The Los Angeles-led FBI investigation into the online child pornography group known as "Lost Boy" resulted in the indictments of nineteen Americans and fourteen defendants abroad. The men were charged collectively for running a child exploitation enterprise, among other crimes. The investigation, along with the spinoff case that netted Missouri-based Jeffrey Greenwell, a prolific producer of child pornography, were the subjects of our Jan. 11 feature story, "The Scooby-Doo Files."
Read the original Lost Boy grand jury indictment, filed in September of 2009, here. (Warning, the material is graphic.)
Read Greenwell's guilty plea agreement here.
The child exploitation enterprise charge, which carries a twenty-year minimum sentence for anyone caught participating in three or more sexual felonies involving three or more victims, is the fruit of the Adam Walsh Child Protection and Safety Act, signed into law in 2006 by President George W. Bush.
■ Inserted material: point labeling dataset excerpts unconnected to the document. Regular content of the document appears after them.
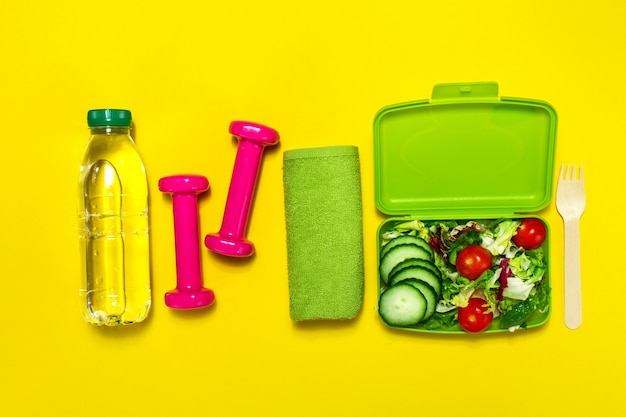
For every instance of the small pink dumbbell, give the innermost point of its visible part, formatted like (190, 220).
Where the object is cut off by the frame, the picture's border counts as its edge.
(253, 138)
(189, 292)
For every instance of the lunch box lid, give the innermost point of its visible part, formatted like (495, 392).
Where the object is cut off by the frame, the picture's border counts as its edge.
(466, 151)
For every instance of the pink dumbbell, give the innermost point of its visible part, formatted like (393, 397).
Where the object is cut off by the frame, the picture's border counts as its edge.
(189, 292)
(253, 138)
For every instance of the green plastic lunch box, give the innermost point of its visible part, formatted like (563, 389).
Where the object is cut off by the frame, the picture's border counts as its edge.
(466, 153)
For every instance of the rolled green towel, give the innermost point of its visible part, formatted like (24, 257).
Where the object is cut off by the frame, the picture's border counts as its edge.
(324, 223)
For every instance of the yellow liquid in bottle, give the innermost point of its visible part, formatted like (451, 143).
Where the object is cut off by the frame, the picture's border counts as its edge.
(113, 231)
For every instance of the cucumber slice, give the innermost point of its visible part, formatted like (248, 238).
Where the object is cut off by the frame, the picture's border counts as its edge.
(415, 262)
(398, 254)
(402, 305)
(419, 273)
(429, 294)
(407, 240)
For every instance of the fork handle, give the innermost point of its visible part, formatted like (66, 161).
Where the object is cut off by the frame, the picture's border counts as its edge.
(573, 299)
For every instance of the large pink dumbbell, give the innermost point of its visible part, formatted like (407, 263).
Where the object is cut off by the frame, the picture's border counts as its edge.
(189, 292)
(253, 138)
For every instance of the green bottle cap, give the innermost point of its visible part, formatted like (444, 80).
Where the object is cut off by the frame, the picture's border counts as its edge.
(109, 117)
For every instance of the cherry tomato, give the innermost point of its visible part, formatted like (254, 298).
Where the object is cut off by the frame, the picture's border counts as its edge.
(474, 317)
(472, 261)
(530, 234)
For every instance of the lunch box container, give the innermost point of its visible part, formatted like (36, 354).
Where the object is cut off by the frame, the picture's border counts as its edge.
(465, 154)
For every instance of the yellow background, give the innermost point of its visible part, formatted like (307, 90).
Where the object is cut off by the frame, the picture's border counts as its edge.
(317, 72)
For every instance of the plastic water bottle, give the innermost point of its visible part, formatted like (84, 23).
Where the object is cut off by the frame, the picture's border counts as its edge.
(113, 223)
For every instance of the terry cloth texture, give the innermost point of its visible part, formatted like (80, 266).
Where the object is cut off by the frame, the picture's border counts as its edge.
(324, 223)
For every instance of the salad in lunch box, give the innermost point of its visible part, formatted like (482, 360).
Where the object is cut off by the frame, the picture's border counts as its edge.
(464, 276)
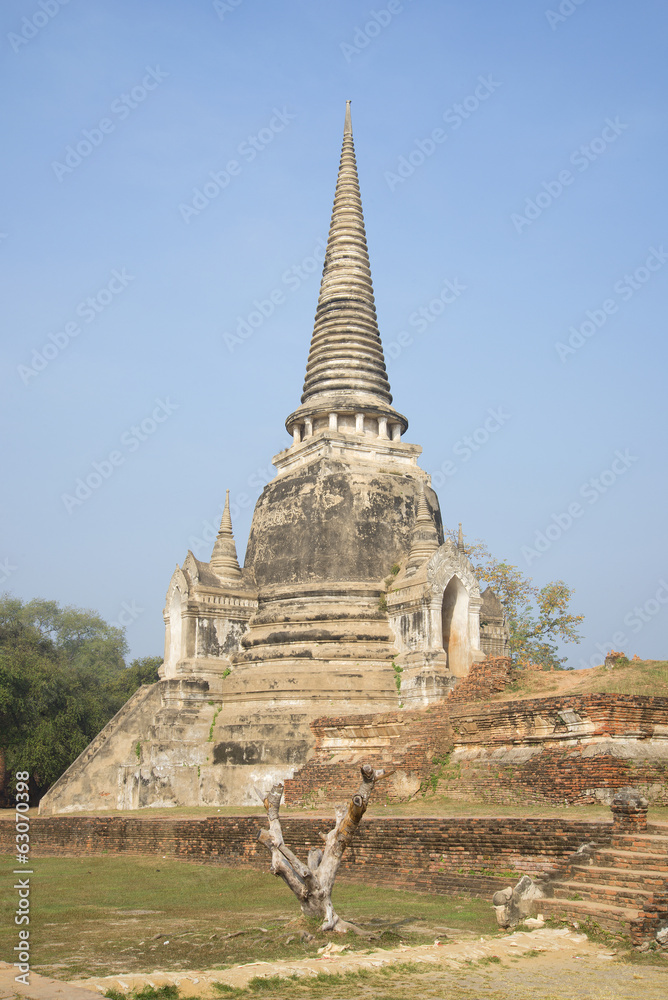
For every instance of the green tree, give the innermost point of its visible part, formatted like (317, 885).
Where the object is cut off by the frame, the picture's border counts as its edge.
(538, 617)
(62, 677)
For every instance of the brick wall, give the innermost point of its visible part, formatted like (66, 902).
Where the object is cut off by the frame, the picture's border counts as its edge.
(475, 856)
(488, 677)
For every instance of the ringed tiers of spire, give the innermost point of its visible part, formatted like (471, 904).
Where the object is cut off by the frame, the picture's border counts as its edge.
(345, 371)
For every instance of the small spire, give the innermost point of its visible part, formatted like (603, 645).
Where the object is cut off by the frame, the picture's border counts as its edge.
(224, 560)
(346, 352)
(424, 541)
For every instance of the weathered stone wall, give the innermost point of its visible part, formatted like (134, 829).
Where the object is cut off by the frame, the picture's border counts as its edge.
(474, 856)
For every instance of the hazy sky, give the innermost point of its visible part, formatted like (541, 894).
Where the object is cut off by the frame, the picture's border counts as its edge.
(168, 176)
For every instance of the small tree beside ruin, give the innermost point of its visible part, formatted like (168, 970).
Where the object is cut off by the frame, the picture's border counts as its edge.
(313, 882)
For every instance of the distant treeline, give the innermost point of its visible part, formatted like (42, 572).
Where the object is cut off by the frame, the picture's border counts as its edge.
(63, 675)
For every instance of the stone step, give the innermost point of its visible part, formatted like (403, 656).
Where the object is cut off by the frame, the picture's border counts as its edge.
(643, 878)
(632, 898)
(605, 915)
(612, 858)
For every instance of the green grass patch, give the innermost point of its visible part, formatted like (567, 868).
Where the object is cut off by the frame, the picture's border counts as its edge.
(105, 914)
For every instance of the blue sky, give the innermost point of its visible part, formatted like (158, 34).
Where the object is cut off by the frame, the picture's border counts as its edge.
(168, 176)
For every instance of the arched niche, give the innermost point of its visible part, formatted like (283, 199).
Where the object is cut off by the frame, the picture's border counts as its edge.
(455, 625)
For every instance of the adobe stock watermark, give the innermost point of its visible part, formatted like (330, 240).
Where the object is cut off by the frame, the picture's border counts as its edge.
(35, 22)
(565, 10)
(591, 492)
(625, 288)
(131, 440)
(467, 446)
(224, 7)
(420, 319)
(87, 310)
(377, 22)
(202, 544)
(247, 151)
(581, 158)
(454, 117)
(635, 621)
(121, 107)
(292, 279)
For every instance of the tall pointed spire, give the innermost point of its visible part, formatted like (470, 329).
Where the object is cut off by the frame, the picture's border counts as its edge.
(345, 371)
(224, 560)
(346, 352)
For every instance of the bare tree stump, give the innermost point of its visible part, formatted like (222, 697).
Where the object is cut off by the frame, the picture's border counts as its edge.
(312, 883)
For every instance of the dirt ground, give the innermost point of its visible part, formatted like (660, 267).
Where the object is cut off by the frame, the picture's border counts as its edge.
(541, 964)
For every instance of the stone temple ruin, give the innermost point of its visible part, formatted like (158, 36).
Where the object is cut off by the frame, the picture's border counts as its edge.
(351, 597)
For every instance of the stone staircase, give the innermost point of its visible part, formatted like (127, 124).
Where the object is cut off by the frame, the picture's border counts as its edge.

The new law made significant changes to sexual abuse and exploitation crimes, created new crimes and categorized a new three-tier system of categorizing sex offenders.
Similar to the RICO Act, the exploitation enterprise charge allows judges to levy heavier sentences on child molesters who are engaged in cooperative, sustained criminal efforts with others.
At the time, the Lost Boy indictment represented the largest-ever child exploitation enterprise crackdown since the signing of the Walsh Act, according to the Department of Justice. To date, fifteen U.S. Lost Boy defendants have been convicted, one died in custody and three remain at large. All told, the authorities identified 200 victims as a result of the investigation.
(Since the Lost Boy case, "Operation Delego," a two-and-a-half-year investigation launched December 2009 by the justice department and the Department of Homeland Security, resulted in the indictment of 72 defendants for their participation in Dreamboard -- a private, members-only, online bulletin board created to promote pedophilia, not unlike Lost Boy.)
Greenwell, who produced pornographic images and videos that ultimately appeared on the Lost Boy online bulletin board, pleaded guilty to five counts of production of child pornography. Last October a U.S. District judge sentenced him to twenty years per count, for a total of 100 years in prison.